A ideia de que a relação de trabalho se baseia na confiança entre as partes (sobretudo da confiança que o empregador tenha relativamente ao trabalhador), de que se trata de uma relação com traços fiduciários particularmente fortes – de que, em suma, a “quebra de confiança” torna inviável o prosseguimento da mesma relação – tem por si uma longa tradição jurisprudencial e mesmo doutrinal.
Essa mesma ideia surge reforçada quando se trata de funções ditas “de confiança”, que implicam um acesso a informação e uma liberdade de atuação diferenciados, com reflexos diretos nos interesses mais relevantes da organização empregadora.

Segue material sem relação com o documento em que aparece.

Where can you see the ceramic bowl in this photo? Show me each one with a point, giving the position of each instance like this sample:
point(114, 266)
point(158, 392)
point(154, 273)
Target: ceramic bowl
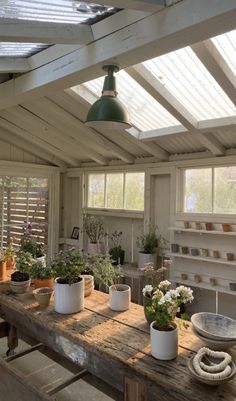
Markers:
point(214, 326)
point(215, 345)
point(209, 381)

O acolhimento da relevância geral e irrestrita da confiança como pilar da relação de trabalho, mesmo para além dessas funções “de confiança”, tem orientado muitas decisões judiciais em que esse fator é admitido no mais elevado nível de inerência à boa saúde das interações entre empregador e trabalhador – com o corolário de que um qualquer grau de dissipação da confiança pode ser considerado bastante para justificar um despedimento. Isso é particularmente visível quando se trata de litígios surgidos no âmbito do sector bancário, relativamente aos quais o elemento “confiança” é muitas vezes tomado como critério de valor com peso decisivo no julgamento.
A jurisprudência, no entanto, esboça uma orientação decisória assente na ideia de que a “confiança” pode apresentar-se sob duas formas: uma, que podemos designar por “subjetiva”, definidora da relação psicológica entre duas pessoas e baseada em fatores impressionistas, como o aspeto físico, o modo de vestir, a expressão verbal, aquilo que se ouve dizer, a rede de relações pessoais que se conhece; outra, que chamaremos “objetiva”, que assenta em comportamentos específicos (no caso das relações laborais, comportamentos inerentes ao desempenho profissional), visando as expectativas que esses comportamentos suscitam em relação a condutas futuras no mesmo âmbito.
Essa distinção parece estar implícita num acórdão bastante recente do STJ (STJ 24/05/2023 – Pº 2318/21.0T8ALM.L1.S1, relator Júlio Gomes), em que se decidiu acerca no sentido da ilicitude do despedimento de um gerente de agência bancária.
A súmula desse acórdão é clara: “O nosso ordenamento não conhece um despedimento disciplinar por pura perda de confiança”. E a fundamentação não deixa dúvidas sobre o que se quer dizer: “ (…) o nosso ordenamento não conhece um despedimento por pura perda de confiança, mesmo no caso de trabalhadores bancários que exercem funções de confiança, como é o caso. (…) Não basta, pois, uma mera suspeita para que se possa falar de justa causa de despedimento, exigindo-se a prática pelo trabalhador de uma infração disciplinar grave, tanto no plano subjetivo, como objetivo. Ora, não se vislumbra qualquer infração com semelhante gravidade”.
O gerente em causa praticou algumas irregularidades, no sentido da inexatidão do cumprimento das regras internas de procedimento, gerou alguma suspeita (reação psicológica, mas nada se provou de importante.
Apesar de tudo, esta decisão é capaz de causar abalo a algumas convicções tradicionais em matéria de relevância laboral da confiança.